A is for Albert. |
I say, “What about where he was, with Maggie and Carl and them?” I still don’t believe he is going to go; he’s not going anywhere, regardless. But Roz shakes her head. “No,” she says, meaning he can’t go there.
“It’s no different,” I say about whether I am on them or not. “He wouldn’t know if I hadn’t told him. He wouldn’t know the difference.”
“But he does know, however he knows it,” she says. (This is not what I thought she’d say. I thought she’d say something about how everyone can tell the difference. But she is too kind to say that.)
Here’s why I don’t want to do it: I just don’t. Besides, they don’t help. I can’t tell the difference.
“He’s 96 years old,” Roz says.
“So?” I say. She looks at me. I say, “He’s been 96 for as long as I can remember.” She looks at me. “Maybe he’s only 86,” I say. “Or maybe he’s 106. Who knows?” Still looking at me. “I’m going upstairs,” I say.
“You can’t flush medicine down the toilet,” she says after me. “You have to take it to the box in the Sheriff’s Office.”

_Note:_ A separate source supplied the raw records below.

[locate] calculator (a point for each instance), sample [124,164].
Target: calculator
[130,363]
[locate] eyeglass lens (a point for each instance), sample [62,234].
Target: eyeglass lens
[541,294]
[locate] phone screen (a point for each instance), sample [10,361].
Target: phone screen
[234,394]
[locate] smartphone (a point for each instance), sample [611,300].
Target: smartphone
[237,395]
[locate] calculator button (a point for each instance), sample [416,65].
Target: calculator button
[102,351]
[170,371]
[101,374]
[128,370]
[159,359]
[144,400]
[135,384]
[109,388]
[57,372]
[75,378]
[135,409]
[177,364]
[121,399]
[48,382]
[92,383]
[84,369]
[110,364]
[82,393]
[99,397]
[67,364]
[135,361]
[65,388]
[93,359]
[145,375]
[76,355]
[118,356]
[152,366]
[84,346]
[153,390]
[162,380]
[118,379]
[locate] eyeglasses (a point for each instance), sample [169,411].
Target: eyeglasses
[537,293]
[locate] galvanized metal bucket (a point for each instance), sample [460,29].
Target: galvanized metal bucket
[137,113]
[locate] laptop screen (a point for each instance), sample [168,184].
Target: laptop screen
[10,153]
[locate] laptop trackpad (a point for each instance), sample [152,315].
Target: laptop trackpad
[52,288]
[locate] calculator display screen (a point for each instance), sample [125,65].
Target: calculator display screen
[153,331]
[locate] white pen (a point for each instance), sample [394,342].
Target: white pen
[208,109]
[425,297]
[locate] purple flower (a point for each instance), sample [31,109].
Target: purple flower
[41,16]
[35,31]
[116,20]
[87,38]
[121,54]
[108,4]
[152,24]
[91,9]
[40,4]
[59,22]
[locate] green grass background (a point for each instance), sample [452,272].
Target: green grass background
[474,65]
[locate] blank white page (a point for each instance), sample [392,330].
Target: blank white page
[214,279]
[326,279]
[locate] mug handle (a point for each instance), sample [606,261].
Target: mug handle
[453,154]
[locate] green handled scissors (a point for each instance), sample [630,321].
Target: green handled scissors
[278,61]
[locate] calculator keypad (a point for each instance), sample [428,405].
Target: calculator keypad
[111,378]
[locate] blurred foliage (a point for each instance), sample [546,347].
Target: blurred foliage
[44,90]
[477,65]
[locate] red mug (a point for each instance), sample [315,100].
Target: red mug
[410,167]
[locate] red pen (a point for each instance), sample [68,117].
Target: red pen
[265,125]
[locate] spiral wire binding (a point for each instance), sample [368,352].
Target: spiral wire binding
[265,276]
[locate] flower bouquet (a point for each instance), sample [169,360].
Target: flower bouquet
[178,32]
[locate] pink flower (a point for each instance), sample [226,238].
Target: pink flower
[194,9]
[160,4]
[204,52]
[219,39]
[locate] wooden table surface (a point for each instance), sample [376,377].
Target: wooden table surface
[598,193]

“I know that,” I say because I’ve done it before. It doesn’t matter that I’d forgotten for the moment; I know it.
When I get upstairs, Uncle Albert wants to know if I can help him go down:
He holds onto the banister with his right hand, and I go a half-step ahead and he holds onto my shoulder with his left. That’s going down. Going back up, he holds onto the banister with his left hand, and I go a half-step behind, and he holds onto my hand with his right elbow.
This time he is coming down to watch the Premier League matches. Neither of us knows until I turn the TV on that they have been postponed because the Queen died and all the clubs are mourning.
He met the Queen once, he says, Uncle Albert. They were born the same day, they discovered, Uncle Albert says. “The same year?” Roz asks.